The latest buzz in the political world is that a pro-choice Democratic woman (to the delight of EMILY’s List most certainly) will challenge pro-life Catholic Democrat Rep. Bart Stupak in the Democratic primary this August. This is most certainly not good news. Typically, a pro-life Democrat can oust a Republican in a general election with less trouble than their pro-choice counterparts. Pro-life Democrats, unfortunately, are particularly vulnerable in Democratic primaries and one can anticipate massive funding from Planned Parenthood, EMILY’s List, NARAL, the national Democratic party, and other “pro-choice” pseudofeminist liberals who will certainly blame Stupak for the fate of health care, even if it passes in a “watered down” fashion. Bart Stupak will obviously need pro-life support and it is unconscionable for the pro-life movement to not support his re-election bid for his continued principled stand against health care reform with abortion funding. If you can make a contribution to his campaign, I strongly recommend it.


The State of American Catholicism

Tuesday, March 9, 2010 A.D.

A traditional Anglican priest-theologian observing the internal life of the American Catholic Church from the outside commented that American Catholicism is becoming increasingly just another form of Protestant Christianity. This suggestion gave me pause and in fact, for quite some time, this observation has remained in the forefront of my thoughts.

The Anglican clergyman in question observed that the America, as far as he could ascertain, really had no cultural identity. What does it mean to be an American? What exactly are “American values?” There probably are as many answers to this question as there are American people. “We the people…” have never been monolithic in our way of life.
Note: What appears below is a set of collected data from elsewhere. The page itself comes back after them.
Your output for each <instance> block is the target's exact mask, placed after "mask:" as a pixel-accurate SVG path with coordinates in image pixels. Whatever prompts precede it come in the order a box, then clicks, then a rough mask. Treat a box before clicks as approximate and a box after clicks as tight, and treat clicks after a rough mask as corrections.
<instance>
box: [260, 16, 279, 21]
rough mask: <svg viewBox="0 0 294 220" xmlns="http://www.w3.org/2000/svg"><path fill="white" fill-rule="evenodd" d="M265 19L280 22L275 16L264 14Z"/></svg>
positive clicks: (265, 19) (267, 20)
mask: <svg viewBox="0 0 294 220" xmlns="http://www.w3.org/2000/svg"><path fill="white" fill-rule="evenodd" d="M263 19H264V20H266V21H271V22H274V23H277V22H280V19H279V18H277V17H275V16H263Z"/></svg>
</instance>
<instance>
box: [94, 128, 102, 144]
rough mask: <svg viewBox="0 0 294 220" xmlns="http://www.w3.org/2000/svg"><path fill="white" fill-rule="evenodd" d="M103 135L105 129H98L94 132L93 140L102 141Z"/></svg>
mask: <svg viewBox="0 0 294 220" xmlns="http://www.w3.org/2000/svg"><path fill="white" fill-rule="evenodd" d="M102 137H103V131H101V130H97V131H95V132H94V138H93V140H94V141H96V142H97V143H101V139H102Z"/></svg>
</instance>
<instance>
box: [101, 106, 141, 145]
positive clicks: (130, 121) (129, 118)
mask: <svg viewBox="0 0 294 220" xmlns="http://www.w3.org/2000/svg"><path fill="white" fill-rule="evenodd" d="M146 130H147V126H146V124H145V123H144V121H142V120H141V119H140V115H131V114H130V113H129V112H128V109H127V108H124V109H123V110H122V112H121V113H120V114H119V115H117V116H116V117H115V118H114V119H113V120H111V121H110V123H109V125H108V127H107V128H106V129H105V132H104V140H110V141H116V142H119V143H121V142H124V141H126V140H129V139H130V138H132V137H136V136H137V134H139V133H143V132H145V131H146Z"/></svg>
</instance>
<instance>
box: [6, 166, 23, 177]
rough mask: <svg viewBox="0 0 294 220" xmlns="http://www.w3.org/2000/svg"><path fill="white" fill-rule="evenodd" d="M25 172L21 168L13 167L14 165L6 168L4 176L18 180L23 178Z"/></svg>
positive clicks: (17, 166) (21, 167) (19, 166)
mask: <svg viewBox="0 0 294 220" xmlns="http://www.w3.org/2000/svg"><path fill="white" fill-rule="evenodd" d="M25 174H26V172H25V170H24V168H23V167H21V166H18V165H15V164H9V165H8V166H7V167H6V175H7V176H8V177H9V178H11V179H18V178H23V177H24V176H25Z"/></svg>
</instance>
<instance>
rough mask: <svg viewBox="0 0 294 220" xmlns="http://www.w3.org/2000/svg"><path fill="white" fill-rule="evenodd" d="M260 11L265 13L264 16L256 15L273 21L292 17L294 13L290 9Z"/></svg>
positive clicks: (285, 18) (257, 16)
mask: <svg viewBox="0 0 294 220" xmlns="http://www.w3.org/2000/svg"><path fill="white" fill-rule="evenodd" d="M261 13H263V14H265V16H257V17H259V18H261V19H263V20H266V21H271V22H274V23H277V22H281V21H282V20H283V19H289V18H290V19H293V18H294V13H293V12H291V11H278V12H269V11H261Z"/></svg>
The American political experiment and social ethos is by and large a Protestant experiment. There was never a point where Protestant Christianity had to establish itself against innumerable generations of Catholic intellectual, spiritual, and moral heritage as was the case in Europe. This is a characteristic that is very unique to America, both for good and for ill. Protestant Christians share with Roman Catholics a great deal, but certain Protestant tendencies, for the lack of a better term, such as an emphasis on freedom, individual conscience, self-determination (versus self-discovery), etc, which sets itself against, historically speaking, the authority of the Church with a sola scriptura mentality has imprinted a certain social individualist ethos on the American experiment. This, of course, inevitably affects Catholics living within the United States.